I have recently read "The music of the primes" by Marcus du Sautoy (see excerpt here >>>). There he writes:
"So how fair are the prime number dice? Mathematicians call a dice "fair" if the difference between the theoretical behaviour of the dice and the actual behaviour after $N$ tosses is within the region of the square root of $N$. The heights of Riemann's harmonics are given by the east-west coordinate of the corresponding point at sea-level. If the east-west coordinate is $c$ then the height of the wave grows like $N^c$. This means the contribution from this harmonic to the error between Gauss's guess and the real number of primes will be $N^c$. So if the Riemann Hypothesis is correct and $c$ is always $1/2$, the error will always be $N^{1/2}$ (which is just another way of writing the square root of $N$). If true, the Riemann Hypothesis means that Nature's prime number dice are fair, never straying more than the square root of $N$ from Gauss's theoretical prime number dice."
However, we know from Helge von Koch (1901)[2] that if the Rieman Hypothesis true, then: $$\pi(x)=Li(x)+\mathcal O(\sqrt x \log x)$$ where $\pi(x)$ prime counting function and $Li(x)$ according Gauss.
My question:
Is what Sautoy says correct? Is the error indeed $(\sqrt x \log x)$ or as Sautoy states $\sqrt x$? Or did I misunderstand something?
[2]: Von Koch, Helge (1901). "Sur la distribution des nombres premiers" (On the distribution of prime numbers). Acta Mathematica (in French). 24 (1): 159–182.
The statement of du Sautoy is indeed slightly imprecise as the error term is known to be slightly worse than $O( \sqrt{x})$.
But as you said, it is close to the truth, and the added complexity for a precise statement seems not worth it in that context.
To be clear it is known that (see below for details) $$\pi(x)-\operatorname{Li}(x) \ne O(\sqrt{x})$$
However, du Sautoy only gives a vague description of the situation, and one should not try to transcribe this literally and expect it to be true exactly. But the error-term is roughly $\sqrt{x}$, and to say this is the point of the description. (In fact, I believe, but would have to check to be sure, that also the deviations in a random walk given by a dice are not literally bounded by square-root.)

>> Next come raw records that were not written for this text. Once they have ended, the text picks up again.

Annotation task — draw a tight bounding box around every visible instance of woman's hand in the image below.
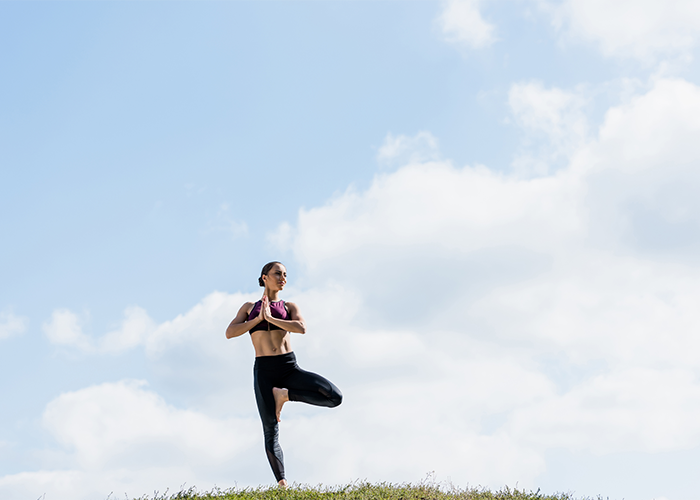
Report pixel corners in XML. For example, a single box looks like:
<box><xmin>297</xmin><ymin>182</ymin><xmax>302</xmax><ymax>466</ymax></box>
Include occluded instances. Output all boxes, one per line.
<box><xmin>258</xmin><ymin>295</ymin><xmax>272</xmax><ymax>321</ymax></box>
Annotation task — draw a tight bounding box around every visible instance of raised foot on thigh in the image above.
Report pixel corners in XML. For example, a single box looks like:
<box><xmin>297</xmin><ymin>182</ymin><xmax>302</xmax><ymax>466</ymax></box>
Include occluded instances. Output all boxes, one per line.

Note though that the result you recall does not prove that the claim is imprecise. There could be still better error-terms under RH, indeed there are better error-terms under RH, but they cannot be literally as good as du Sautoy says.
Let me add that the classical reference showing that the statement is imprecise is due to Littlewood ("Sur la distribution des nombres premiers." CRAS 1914), who show that the error term is $\Omega_{\pm}(\sqrt{x} \log \log \log x)$. That is there is a positive constant $c$ such that the error-term is larger than $c\sqrt{x} \log \log \log x$ for arbitrarily large $x$; and also a negative constant $c'$ such that it is smaller than $-c\sqrt{x} \log \log \log x$ for arbitrarily large $x$.
That is the error term oscillates and the amplitude is at least of order $\sqrt{x} \log \log \log x$.